Marian Hart retires as pastor of First Church United


Marion Hart grew up in a family that wasn’t very active in their church.

Little did she know then, as a child being raised in small communities just south of the Quad-Cities that had only two churches – Baptist and Methodist – she would someday be a church pastor.

Hart, who has been pastor of First Church United in West Liberty since 2009, retired as of Oct. 31 and says although her family wasn’t active in the local church, she was always sent to Sunday School and Vacation Bible School and even attended a religious youth group, MYF.

After marrying her husband, Arnie Hart, she found herself attending the First Presbyterian Church in Wilton after being invited by a neighbor.

“After years of participating in numerous Bible studies, women's ministry and starting up a midweek children's ministry ¬– oftentimes writing the curriculum – my pastor approached me with a handful of papers,” said Hart of minister Bruce Giese. “He said, ‘You need to do this.’”

The paperwork was an application to begin taking classes to become a Commission Lay Pastor. Hart said she had “several excuses” not to pursue a career in the ministry including the fact she had a job as director of the Durant Children’s Group along with raising a family, struggling with finances and “a great fear of public speaking.”

“Eventually, God removed all those barriers,” she said.

Hart completed the requirements in 2004 and was then hired by First Church United in 2005 as their Christian Education Director. When Pastor Al Zimmerman left the parish in 2008, Hart added “pulpit supply” to her other duties, filling in for pastors taking a vacation or churches temporarily without a minister.

It was then she realized she had a calling to become a pastor and completed additional classes to satisfy requirements to serve under the care of the Disciples of Christ denomination as a licensed minister before getting installed as a full-time pastor of the parish in May of 2009.

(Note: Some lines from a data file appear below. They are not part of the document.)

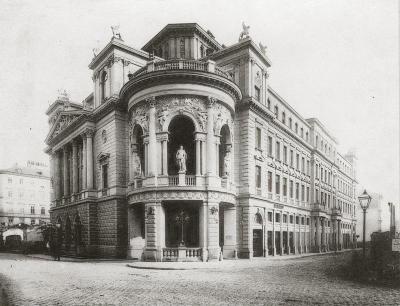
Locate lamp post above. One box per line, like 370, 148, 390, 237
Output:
358, 190, 371, 259
175, 210, 190, 247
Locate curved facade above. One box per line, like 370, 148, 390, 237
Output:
46, 24, 355, 261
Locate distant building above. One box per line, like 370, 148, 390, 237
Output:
357, 191, 390, 241
0, 161, 50, 226
46, 23, 357, 261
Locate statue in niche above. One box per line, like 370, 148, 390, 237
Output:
175, 146, 187, 173
224, 151, 231, 177
133, 152, 142, 176
158, 107, 169, 131
239, 21, 250, 41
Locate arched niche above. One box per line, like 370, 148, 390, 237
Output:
130, 124, 145, 178
168, 115, 196, 175
219, 124, 233, 177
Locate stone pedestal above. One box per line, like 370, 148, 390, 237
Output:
178, 171, 186, 186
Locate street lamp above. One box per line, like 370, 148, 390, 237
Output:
358, 190, 371, 259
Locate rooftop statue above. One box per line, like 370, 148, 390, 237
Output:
239, 21, 250, 41
111, 25, 122, 40
258, 42, 267, 54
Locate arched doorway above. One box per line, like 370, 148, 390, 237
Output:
168, 115, 196, 175
130, 124, 145, 178
219, 124, 232, 177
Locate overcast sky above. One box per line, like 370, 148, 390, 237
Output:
0, 0, 399, 203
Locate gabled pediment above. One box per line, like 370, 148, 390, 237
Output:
46, 111, 83, 143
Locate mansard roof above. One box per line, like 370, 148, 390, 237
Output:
142, 23, 222, 52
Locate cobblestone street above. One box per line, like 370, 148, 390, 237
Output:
0, 253, 400, 305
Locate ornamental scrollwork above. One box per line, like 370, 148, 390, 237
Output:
129, 104, 149, 133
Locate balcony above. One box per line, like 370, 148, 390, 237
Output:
128, 59, 231, 80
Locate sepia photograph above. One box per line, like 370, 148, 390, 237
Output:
0, 0, 400, 305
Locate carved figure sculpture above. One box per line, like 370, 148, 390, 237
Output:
224, 151, 231, 177
258, 42, 267, 54
175, 146, 187, 173
239, 21, 250, 41
133, 153, 142, 176
111, 25, 122, 40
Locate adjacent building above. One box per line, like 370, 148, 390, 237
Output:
46, 23, 357, 260
0, 161, 50, 227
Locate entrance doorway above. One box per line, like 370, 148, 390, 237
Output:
164, 201, 200, 248
253, 229, 263, 257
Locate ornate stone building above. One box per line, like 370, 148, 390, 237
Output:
46, 24, 356, 260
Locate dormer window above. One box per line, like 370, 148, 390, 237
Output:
100, 71, 107, 103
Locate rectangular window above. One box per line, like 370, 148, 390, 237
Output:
101, 164, 108, 189
283, 177, 287, 197
290, 150, 293, 167
275, 175, 281, 194
254, 86, 260, 101
275, 141, 281, 160
283, 146, 287, 164
267, 171, 272, 192
268, 136, 272, 156
256, 127, 261, 150
256, 166, 261, 188
289, 181, 293, 198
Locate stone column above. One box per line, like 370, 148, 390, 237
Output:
72, 139, 79, 194
162, 135, 168, 175
315, 217, 321, 253
207, 201, 221, 260
81, 133, 87, 190
321, 218, 326, 252
196, 139, 201, 176
199, 201, 208, 261
143, 202, 162, 261
63, 146, 69, 197
86, 130, 94, 190
53, 152, 61, 200
146, 97, 158, 179
200, 141, 207, 175
207, 97, 216, 185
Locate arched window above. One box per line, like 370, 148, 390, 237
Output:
164, 43, 169, 59
100, 71, 107, 103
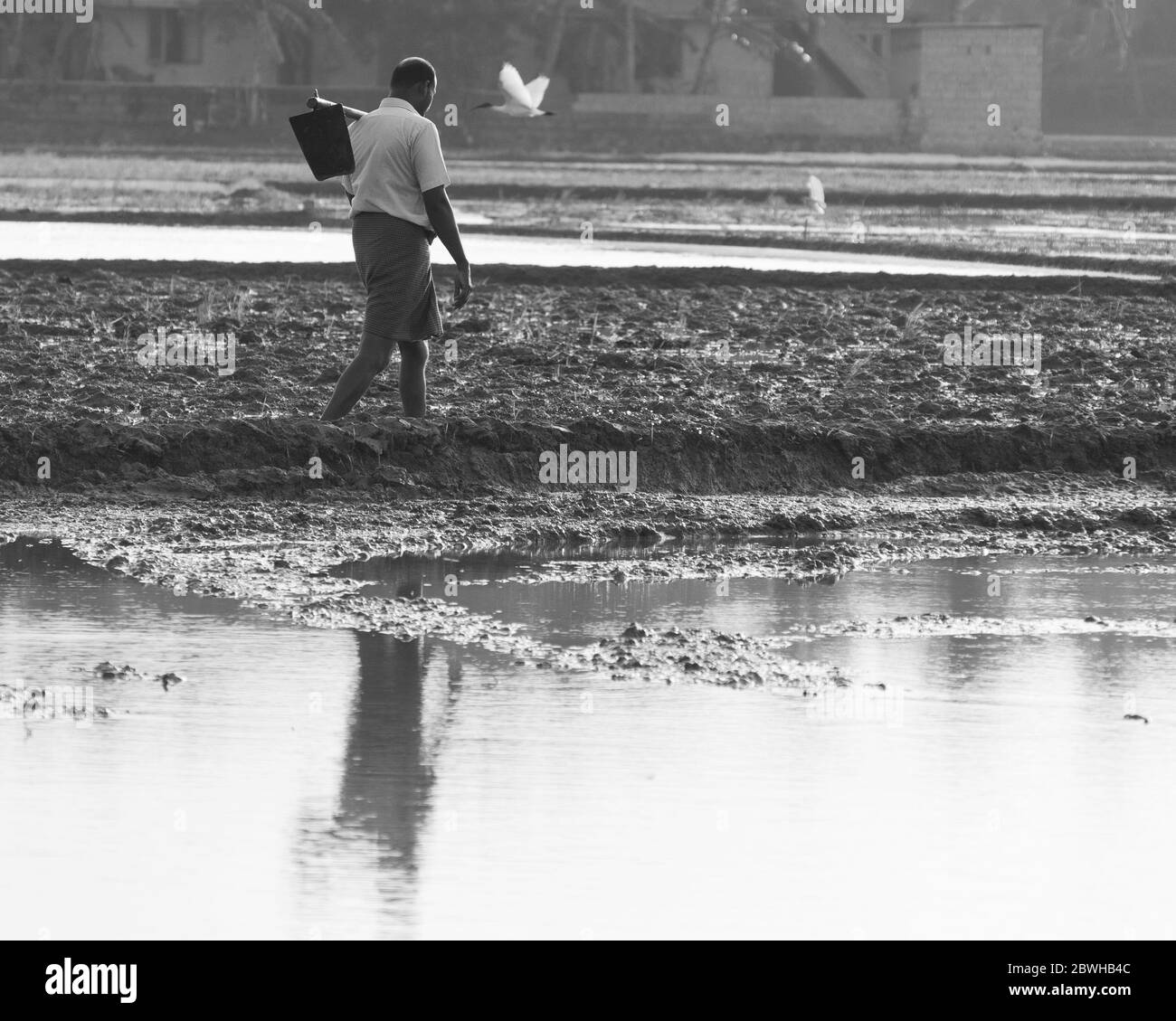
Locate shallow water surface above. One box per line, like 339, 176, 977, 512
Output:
0, 540, 1176, 939
0, 220, 1147, 277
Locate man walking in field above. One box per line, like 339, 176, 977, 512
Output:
322, 56, 471, 422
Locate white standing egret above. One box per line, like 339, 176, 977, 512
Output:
474, 63, 555, 117
808, 175, 826, 216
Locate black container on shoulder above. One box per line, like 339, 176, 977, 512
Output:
290, 103, 356, 181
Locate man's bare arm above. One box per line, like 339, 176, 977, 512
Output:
424, 184, 473, 308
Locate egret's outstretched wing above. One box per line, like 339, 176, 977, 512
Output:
526, 74, 552, 109
498, 63, 534, 109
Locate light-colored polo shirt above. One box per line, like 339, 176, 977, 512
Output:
344, 97, 450, 230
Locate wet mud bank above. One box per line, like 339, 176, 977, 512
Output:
0, 262, 1176, 497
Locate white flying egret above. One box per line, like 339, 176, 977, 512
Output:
809, 175, 826, 216
474, 63, 555, 117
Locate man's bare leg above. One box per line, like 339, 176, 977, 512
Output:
400, 340, 430, 419
321, 333, 394, 422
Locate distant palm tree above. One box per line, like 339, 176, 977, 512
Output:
204, 0, 348, 125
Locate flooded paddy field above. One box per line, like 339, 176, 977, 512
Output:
0, 169, 1176, 939
0, 537, 1176, 939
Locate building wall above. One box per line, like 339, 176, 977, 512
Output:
912, 24, 1044, 156
94, 8, 278, 86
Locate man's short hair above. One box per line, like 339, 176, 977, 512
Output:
392, 56, 438, 89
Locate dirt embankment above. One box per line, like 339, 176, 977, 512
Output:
0, 262, 1176, 496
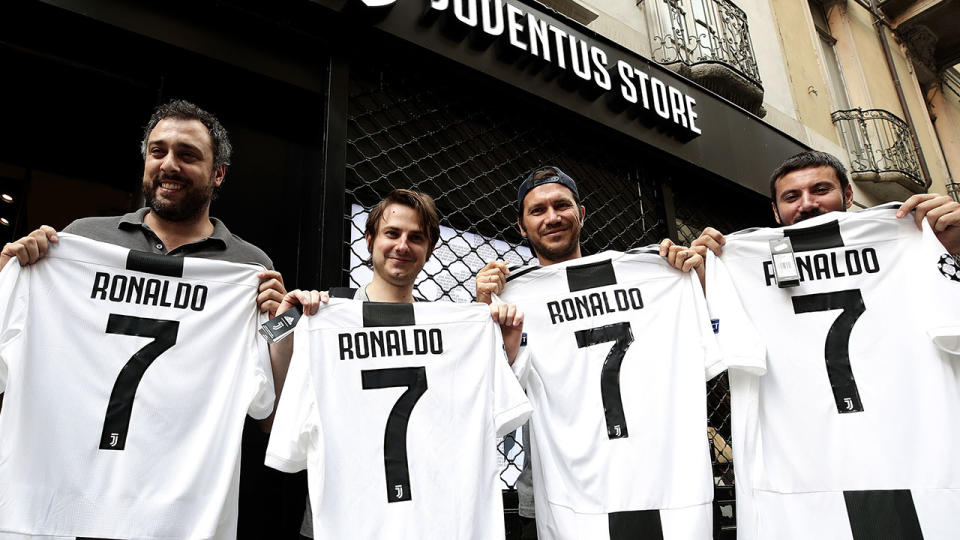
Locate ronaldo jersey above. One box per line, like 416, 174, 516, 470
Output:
706, 204, 960, 540
502, 248, 720, 540
266, 299, 530, 540
0, 234, 274, 539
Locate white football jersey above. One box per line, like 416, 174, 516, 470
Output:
0, 234, 274, 539
502, 247, 720, 540
706, 204, 960, 540
266, 299, 530, 540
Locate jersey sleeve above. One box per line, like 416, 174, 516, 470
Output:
918, 220, 960, 358
247, 313, 277, 420
0, 259, 27, 393
264, 324, 320, 473
687, 272, 725, 381
496, 322, 533, 437
510, 338, 533, 388
706, 251, 767, 375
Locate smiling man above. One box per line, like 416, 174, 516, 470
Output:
476, 166, 587, 539
279, 189, 523, 538
0, 100, 292, 536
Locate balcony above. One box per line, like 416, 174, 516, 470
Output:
878, 0, 960, 87
643, 0, 766, 117
831, 109, 926, 196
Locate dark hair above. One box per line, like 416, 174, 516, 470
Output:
140, 99, 233, 170
364, 189, 440, 257
770, 150, 850, 200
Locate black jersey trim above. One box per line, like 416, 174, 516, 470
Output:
783, 220, 843, 252
607, 510, 663, 540
507, 265, 543, 283
843, 489, 923, 540
127, 249, 183, 277
329, 287, 357, 300
567, 259, 617, 292
363, 302, 417, 328
626, 245, 660, 255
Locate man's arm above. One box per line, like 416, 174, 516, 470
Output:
476, 261, 523, 365
897, 193, 960, 255
0, 225, 59, 268
257, 270, 293, 433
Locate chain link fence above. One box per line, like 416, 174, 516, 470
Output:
343, 46, 763, 536
672, 174, 774, 538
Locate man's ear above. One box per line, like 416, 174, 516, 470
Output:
213, 163, 227, 187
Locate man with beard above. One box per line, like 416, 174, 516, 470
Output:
0, 100, 293, 422
476, 166, 700, 539
660, 150, 960, 272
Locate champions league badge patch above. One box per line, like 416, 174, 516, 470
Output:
937, 254, 960, 281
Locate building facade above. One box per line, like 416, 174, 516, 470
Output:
0, 0, 960, 538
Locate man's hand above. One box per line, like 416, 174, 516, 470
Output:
477, 261, 510, 304
490, 304, 523, 365
0, 225, 60, 268
277, 289, 330, 315
690, 227, 727, 255
897, 193, 960, 254
257, 270, 287, 319
660, 238, 703, 273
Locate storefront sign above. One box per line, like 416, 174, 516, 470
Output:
424, 0, 702, 140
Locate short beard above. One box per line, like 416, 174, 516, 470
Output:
143, 177, 214, 222
528, 231, 580, 261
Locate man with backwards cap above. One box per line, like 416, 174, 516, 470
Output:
476, 166, 702, 538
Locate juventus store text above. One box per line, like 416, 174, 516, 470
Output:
0, 0, 805, 538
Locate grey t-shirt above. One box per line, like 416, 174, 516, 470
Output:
63, 208, 273, 270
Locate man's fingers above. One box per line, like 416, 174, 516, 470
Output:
660, 238, 674, 257
20, 235, 40, 264
39, 225, 60, 243
897, 193, 936, 218
681, 251, 703, 272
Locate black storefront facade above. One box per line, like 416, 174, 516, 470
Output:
0, 0, 804, 538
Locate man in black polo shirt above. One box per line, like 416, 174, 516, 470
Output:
0, 100, 292, 424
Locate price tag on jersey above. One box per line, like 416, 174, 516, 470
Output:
260, 306, 303, 343
770, 237, 800, 289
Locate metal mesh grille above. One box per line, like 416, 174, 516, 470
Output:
343, 54, 666, 488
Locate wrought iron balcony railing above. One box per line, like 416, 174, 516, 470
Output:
831, 109, 924, 188
645, 0, 763, 88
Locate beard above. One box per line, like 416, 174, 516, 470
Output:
143, 175, 215, 221
530, 225, 580, 261
793, 208, 826, 224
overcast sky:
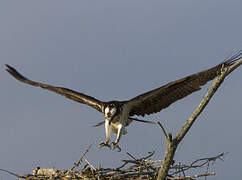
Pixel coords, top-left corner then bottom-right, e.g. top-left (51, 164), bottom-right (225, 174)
top-left (0, 0), bottom-right (242, 180)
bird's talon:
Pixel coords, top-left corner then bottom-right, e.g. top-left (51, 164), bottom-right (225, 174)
top-left (98, 141), bottom-right (111, 149)
top-left (112, 142), bottom-right (121, 152)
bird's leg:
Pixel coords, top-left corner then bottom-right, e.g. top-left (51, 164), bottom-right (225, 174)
top-left (112, 124), bottom-right (123, 152)
top-left (98, 120), bottom-right (111, 149)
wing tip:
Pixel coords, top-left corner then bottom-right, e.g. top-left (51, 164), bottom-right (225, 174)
top-left (222, 49), bottom-right (242, 66)
top-left (5, 64), bottom-right (29, 82)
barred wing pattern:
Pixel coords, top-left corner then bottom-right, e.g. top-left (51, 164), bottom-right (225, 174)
top-left (6, 64), bottom-right (105, 112)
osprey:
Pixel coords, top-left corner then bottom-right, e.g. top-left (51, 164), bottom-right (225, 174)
top-left (6, 56), bottom-right (238, 151)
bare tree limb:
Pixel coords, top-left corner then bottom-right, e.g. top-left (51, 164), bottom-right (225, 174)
top-left (167, 172), bottom-right (216, 180)
top-left (157, 55), bottom-right (242, 180)
top-left (69, 143), bottom-right (93, 171)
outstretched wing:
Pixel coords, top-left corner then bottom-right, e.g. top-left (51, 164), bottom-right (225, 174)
top-left (6, 64), bottom-right (105, 112)
top-left (127, 52), bottom-right (241, 116)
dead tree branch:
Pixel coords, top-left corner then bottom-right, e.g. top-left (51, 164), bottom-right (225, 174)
top-left (157, 54), bottom-right (242, 180)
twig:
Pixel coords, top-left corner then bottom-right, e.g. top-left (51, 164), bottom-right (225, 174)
top-left (157, 121), bottom-right (168, 140)
top-left (167, 172), bottom-right (216, 180)
top-left (0, 169), bottom-right (25, 178)
top-left (69, 143), bottom-right (93, 171)
top-left (157, 55), bottom-right (242, 180)
top-left (85, 159), bottom-right (97, 171)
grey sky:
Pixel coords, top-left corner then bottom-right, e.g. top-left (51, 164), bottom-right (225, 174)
top-left (0, 0), bottom-right (242, 180)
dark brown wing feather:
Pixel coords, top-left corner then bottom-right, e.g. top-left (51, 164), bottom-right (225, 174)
top-left (127, 57), bottom-right (237, 116)
top-left (6, 65), bottom-right (104, 112)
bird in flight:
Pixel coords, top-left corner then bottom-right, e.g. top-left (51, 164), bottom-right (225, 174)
top-left (6, 54), bottom-right (241, 151)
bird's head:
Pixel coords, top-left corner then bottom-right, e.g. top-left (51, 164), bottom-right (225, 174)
top-left (104, 103), bottom-right (119, 123)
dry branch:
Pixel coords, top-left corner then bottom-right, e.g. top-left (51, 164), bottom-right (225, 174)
top-left (157, 54), bottom-right (242, 180)
top-left (0, 152), bottom-right (225, 180)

Hart has been highly active in the community, working sometimes through her membership in the Rotary Club of West Liberty to get things done like the Operation Warm coat drive she started several years ago ¬– last year supplying about 200 new winter coats to over 100 local families. Hart has also been instrumental as well in leading the West Liberty Food Pantry that is housed at First Church United, helping feed and get household supplies to local families in need.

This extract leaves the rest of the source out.